Jak być wystarczająco dobrym tatą - ebook
Jak być wystarczająco dobrym tatą - ebook
Poradnik dla ojców, którzy chcą wiedzieć wszystko (i to szybko) o swoim nowo narodzonym dziecku. Dziecko to rewolucja, ale książka „Jak być wystarczająco dobrym tatą” pomoże Ci przez nią przejść. Zawarłem w niej syntezę najbardziej przydatnych informacji i sposobów na to, żeby nie stracić kontroli nad życiem i odnaleźć się w najważniejszej roli – w roli ojca. Ta książka pomoże ci przetrwać najgorsze chwile po narodzinach dziecka, bo jest instrukcją obsługi nie tylko potomka, lecz także związku.
Kategoria: | Poradniki |
Zabezpieczenie: |
Watermark
|
ISBN: | 978-83-64374-21-0 |
Rozmiar pliku: | 6,7 MB |
FRAGMENT KSIĄŻKI
Znasz dobrze ten typ ojca, któremu się wydaje, że jeśli co miesiąc napełni konto w banku, nie musi robić nic więcej. Ma pretensje, gdy umęczona ciągłym wstawaniem kobieta – bo karmienie, bo smoczek trzeba podać, bo przebrać obrzygane dziecko – prosi, aby choć raz w nocy zmienił pieluchę.

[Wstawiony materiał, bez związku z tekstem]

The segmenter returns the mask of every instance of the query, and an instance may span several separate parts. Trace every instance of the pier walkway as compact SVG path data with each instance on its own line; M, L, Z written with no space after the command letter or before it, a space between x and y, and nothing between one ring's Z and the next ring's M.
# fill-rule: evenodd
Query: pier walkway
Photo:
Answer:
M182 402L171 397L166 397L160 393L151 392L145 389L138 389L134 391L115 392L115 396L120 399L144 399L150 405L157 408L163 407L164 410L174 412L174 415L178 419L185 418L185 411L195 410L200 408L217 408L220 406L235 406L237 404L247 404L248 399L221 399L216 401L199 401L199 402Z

Tenże sam ojciec podchodzi do dziecka jak do ciała obcego, a im bardziej odsuwa od siebie obowiązki rodzicielskie, z radością akceptując fakt, że żona czy partnerka już nawet nie dopomina się o pomoc, tym bardziej utwierdza się w przekonaniu, że tak być powinno. Tyle że nakrywanie głowy poduszką, mamrotanie o niewyspaniu i milionie rzeczy do załatwienia następnego dnia w pracy tworzą ferment w rodzinie. Partnerzy oddalają się od siebie, przestają ze sobą rozmawiać, dzielić się troskami i radościami. Ona będzie coraz więcej czasu poświęcała dziecku, które w efekcie wyprze z jej życia partnera. On wybierze towarzystwo tabelek w Excelu i ciche po godzinach biuro, cedując obowiązki domowe nie tylko na matkę dziecka, ale też na teściową i szwagierkę – każdego z rodziny, kto wykaże choćby odrobinę zainteresowania.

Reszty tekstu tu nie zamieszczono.